Namun, saya terus berusaha meyakinkan Gus Dur bahwa keterlibatan saya di KNPI dalam rangka memperjuangkan kepentingan NU. Gus Dur perlahan menerima alasan saya meskipun memerlukan waktu yang cukup lama. Gus Dur tetap menerima saya dan memberi kesempatan untuk mendampingi beliau di Partai Kebangkitan Bangsa (PKB), partai yang beliau deklarasikan bersama tokoh-tokoh NU yang lain pada 1999.

Tidak Menjadi Feodal
Tentang egalitarianisme Gus Dur, semua orang tidak bisa mengingkarinya. Sebagai seorang keturunan kiai, Gus Dur tidak pernah menjadi feodal. Ia menempatkan dirinya setara dengan lawan bicaranya. Gus Dur bisa merunduk kepada orang yang lebih rendah ketimbang dirinya agar bisa duduk sama rendah. Gus Dur juga mampu tegak kepada orang yang lebih tinggi ketimbang dirinya agar bisa berdiri sama tinggi. Gus Dur mampu membuat orang seperti Bill Clinton tertawa terpingkal-pingkal dan Raja Arab Saudi yang serius tertawa hingga giginya kelihatan.

Orang Arab menemukan hari bersejarah mereka karena semua koran Arab mengabadikan gigi Raja Fahd yang baru sekali itu kelihatan aki bat kelakar Gus Dur. Sejak saat itu, Gus Dur sangat terkenal di Arab Saudi. Pada saat musim haji, para pedagang Arab sering memekikkan nama Abdurrahman Wahid ketika melihat jemaah haji Indonesia.

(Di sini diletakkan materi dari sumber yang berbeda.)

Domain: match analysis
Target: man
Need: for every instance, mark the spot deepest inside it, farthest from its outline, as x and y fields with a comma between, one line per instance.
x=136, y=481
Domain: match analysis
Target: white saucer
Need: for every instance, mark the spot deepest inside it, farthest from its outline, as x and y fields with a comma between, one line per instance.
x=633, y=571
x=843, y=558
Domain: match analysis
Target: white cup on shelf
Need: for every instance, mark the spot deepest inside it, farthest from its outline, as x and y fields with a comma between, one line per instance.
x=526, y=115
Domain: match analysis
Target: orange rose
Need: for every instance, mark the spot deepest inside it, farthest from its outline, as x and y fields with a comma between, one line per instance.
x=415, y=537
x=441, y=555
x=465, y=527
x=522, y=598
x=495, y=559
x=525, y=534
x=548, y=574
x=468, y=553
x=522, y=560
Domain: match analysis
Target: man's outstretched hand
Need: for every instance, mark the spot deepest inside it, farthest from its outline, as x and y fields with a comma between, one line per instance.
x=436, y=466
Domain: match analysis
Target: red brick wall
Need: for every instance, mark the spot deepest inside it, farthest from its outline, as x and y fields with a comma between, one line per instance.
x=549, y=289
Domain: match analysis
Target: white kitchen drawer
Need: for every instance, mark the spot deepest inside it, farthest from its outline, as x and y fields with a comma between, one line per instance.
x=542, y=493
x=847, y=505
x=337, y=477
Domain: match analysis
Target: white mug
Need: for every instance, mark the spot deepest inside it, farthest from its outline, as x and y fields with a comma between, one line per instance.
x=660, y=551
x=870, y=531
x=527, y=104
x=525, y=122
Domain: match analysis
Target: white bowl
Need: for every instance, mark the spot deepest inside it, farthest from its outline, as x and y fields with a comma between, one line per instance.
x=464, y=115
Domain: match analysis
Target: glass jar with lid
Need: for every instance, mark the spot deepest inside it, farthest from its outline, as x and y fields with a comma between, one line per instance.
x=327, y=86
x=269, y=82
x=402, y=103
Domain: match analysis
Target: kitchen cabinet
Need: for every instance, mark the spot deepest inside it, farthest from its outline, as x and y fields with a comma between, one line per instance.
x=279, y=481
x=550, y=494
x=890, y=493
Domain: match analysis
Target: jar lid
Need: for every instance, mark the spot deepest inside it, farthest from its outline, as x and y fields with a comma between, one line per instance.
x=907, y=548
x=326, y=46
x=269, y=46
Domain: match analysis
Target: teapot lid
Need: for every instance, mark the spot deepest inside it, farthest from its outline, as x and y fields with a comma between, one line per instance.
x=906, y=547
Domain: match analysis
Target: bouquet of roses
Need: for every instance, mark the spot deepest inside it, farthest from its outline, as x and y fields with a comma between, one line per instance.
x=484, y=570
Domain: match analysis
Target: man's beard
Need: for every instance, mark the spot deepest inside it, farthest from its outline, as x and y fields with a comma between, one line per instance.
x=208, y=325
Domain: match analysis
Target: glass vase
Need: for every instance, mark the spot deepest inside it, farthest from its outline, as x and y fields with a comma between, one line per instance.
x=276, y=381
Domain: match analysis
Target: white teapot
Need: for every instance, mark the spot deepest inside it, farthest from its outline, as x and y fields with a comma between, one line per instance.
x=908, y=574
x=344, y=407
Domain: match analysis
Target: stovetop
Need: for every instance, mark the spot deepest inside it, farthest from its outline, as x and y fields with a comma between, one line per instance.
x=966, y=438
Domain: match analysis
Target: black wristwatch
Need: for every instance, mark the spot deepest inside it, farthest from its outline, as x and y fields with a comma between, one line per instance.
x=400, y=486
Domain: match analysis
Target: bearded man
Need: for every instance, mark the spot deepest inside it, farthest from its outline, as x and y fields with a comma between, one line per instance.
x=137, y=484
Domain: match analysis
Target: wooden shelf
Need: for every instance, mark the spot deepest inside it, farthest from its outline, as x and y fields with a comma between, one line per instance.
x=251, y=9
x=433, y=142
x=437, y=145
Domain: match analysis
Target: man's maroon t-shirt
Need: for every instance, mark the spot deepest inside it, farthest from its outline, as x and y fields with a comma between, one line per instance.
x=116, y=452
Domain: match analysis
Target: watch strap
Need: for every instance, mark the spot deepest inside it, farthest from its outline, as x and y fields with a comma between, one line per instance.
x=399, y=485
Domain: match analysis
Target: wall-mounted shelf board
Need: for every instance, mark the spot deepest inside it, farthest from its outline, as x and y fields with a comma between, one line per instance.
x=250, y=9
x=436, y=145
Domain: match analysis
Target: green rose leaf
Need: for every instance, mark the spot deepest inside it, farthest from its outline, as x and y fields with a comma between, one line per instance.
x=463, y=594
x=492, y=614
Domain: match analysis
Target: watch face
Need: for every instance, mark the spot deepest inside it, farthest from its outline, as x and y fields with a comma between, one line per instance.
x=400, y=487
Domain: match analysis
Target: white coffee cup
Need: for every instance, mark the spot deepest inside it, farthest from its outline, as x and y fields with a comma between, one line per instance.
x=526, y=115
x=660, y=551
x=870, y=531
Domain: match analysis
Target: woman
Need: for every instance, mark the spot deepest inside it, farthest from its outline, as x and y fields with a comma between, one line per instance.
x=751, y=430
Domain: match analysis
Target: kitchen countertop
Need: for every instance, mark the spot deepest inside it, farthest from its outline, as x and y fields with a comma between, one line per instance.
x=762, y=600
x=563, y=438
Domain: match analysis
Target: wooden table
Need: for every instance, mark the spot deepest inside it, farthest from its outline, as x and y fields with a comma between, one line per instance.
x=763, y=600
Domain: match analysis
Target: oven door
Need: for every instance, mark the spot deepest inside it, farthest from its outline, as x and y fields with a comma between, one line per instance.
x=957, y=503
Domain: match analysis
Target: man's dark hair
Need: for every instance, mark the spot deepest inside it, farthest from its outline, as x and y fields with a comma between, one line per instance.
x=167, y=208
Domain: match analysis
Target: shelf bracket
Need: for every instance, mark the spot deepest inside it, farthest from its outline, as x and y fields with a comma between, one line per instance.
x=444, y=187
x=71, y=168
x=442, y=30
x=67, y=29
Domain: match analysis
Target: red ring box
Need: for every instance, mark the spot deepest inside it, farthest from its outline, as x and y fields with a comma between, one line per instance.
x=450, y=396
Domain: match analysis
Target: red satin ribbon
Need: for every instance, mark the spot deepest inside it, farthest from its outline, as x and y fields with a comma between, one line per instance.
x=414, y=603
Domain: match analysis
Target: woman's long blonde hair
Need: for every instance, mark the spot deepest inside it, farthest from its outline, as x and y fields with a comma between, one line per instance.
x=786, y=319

Khusus terhadap kader dan murid-murid politiknya, ada satu sifat Gus Dur lain yang patut dicatat. Gus Dur selalu mempromosikan kader dan tidak pelit jaringan. Dia selalu membawa dan memperkenalkan tokoh-tokoh muda kepada kolega-koleganya. Tidak sedikit kader yang naik daun karena promosi Gus Dur. Orang bisa sebut nama Said Aqil Siroj, Muhammad AS Hikam, Moh Mahfud MD, Alwi Shihab, Khofifah Indar Parawansa, Muhaimin Iskandar, Saifullah Yusuf, dan saya sendiri ialah segelintir tokoh muda yang dipromosikan Gus Dur, yang kemudian menempati posisi penting di tubuh NU dan PKB. Setelah besar, tokoh-tokoh muda itu dibiarkan independen dan dilepas dari bayang-bayang gurunya.

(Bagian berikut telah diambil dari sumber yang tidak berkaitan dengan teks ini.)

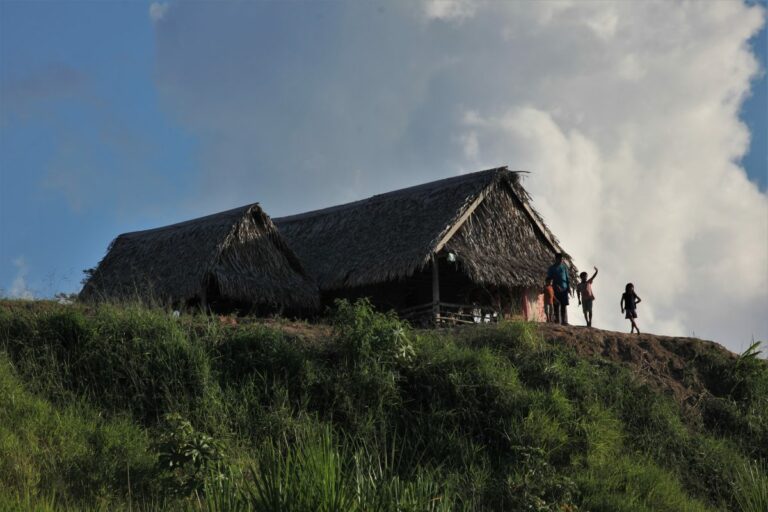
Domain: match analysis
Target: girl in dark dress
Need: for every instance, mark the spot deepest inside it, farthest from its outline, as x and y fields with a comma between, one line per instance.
x=629, y=302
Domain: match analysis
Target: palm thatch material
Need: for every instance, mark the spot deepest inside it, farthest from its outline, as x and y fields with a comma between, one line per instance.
x=237, y=254
x=484, y=218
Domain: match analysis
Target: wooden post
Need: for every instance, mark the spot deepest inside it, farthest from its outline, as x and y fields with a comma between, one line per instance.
x=435, y=290
x=526, y=307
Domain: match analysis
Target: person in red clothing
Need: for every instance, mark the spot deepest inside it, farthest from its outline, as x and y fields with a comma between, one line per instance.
x=549, y=300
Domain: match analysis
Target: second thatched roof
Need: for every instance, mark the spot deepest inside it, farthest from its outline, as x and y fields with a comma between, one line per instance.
x=485, y=217
x=238, y=251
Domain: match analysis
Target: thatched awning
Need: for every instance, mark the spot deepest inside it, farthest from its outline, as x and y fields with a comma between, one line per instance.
x=239, y=250
x=390, y=236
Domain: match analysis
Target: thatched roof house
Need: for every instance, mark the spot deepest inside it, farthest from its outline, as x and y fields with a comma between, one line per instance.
x=234, y=257
x=446, y=239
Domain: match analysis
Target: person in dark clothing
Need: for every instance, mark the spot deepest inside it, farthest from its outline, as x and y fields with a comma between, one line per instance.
x=629, y=302
x=558, y=272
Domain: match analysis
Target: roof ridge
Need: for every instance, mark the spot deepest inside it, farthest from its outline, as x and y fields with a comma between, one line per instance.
x=225, y=213
x=393, y=193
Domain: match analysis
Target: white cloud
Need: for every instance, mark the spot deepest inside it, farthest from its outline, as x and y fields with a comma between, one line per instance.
x=626, y=114
x=19, y=288
x=449, y=10
x=157, y=10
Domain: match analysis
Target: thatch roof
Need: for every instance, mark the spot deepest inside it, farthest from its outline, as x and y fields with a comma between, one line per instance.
x=240, y=250
x=484, y=217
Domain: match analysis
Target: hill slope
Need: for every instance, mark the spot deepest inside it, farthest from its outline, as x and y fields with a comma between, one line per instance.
x=122, y=408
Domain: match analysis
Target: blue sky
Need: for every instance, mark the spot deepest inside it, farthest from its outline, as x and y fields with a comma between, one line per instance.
x=118, y=116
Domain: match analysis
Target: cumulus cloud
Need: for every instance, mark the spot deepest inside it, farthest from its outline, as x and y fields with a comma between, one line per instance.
x=157, y=11
x=449, y=10
x=625, y=113
x=19, y=288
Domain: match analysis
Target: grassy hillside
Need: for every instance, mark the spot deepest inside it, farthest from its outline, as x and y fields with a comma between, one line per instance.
x=127, y=408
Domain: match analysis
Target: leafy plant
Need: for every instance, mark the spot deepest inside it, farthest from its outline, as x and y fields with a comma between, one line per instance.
x=187, y=456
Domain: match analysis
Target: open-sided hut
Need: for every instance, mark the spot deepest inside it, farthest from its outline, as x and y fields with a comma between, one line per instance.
x=232, y=259
x=447, y=249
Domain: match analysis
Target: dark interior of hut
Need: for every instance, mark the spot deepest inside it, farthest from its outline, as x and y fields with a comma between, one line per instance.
x=460, y=300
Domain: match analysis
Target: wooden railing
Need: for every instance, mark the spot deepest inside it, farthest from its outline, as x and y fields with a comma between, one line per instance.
x=446, y=313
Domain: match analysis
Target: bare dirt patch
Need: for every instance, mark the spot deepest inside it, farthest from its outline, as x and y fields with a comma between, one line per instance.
x=664, y=362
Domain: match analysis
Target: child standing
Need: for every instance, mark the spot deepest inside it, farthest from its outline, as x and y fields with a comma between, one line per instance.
x=585, y=295
x=549, y=300
x=629, y=302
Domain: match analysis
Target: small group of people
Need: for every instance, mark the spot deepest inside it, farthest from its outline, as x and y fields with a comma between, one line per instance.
x=557, y=291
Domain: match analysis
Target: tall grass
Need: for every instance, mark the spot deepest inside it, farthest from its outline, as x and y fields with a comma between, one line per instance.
x=129, y=408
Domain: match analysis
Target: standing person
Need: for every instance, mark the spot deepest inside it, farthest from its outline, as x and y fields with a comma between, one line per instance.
x=629, y=302
x=559, y=274
x=549, y=300
x=585, y=295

Gus Dur juga sangat piawai membesarkan tokoh-tokoh yang layak dipromosikan. Munculnya istilah ‘kiai khos’ merupakan bentukan Gus Dur. Media kemudian sibuk mencari siapa kiai-kiai khos yang dimaksud Gus Dur itu. Mereka lantas mendapat liputan luas media dan dikenal publik secara nasional berkat promosi Gus Dur.

Kini, jasad guru bangsa itu boleh terkubur, tetapi pemikiran dan aksi Gus Dur harus selalu tetap terpatri dalam kehidupan. Saya bersyukur bisa banyak mengambil pelajaran berpolitik dan bernegara dari Gus Dur. Ilmu darinya selalu saya bawa baik semasa di Dewan Perwakilan Rakyat RI dan sekarang di Badan Pemeriksa Keuangan RI. Pelajaran moral dan perjuangan Gus Dur yang tidak pernah lelah harus kita lanjutkan, apalagi di tengah-tengah menguatnya pragmatisme kehidupan bernegara dan bermasyarakat. Setujukah Anda?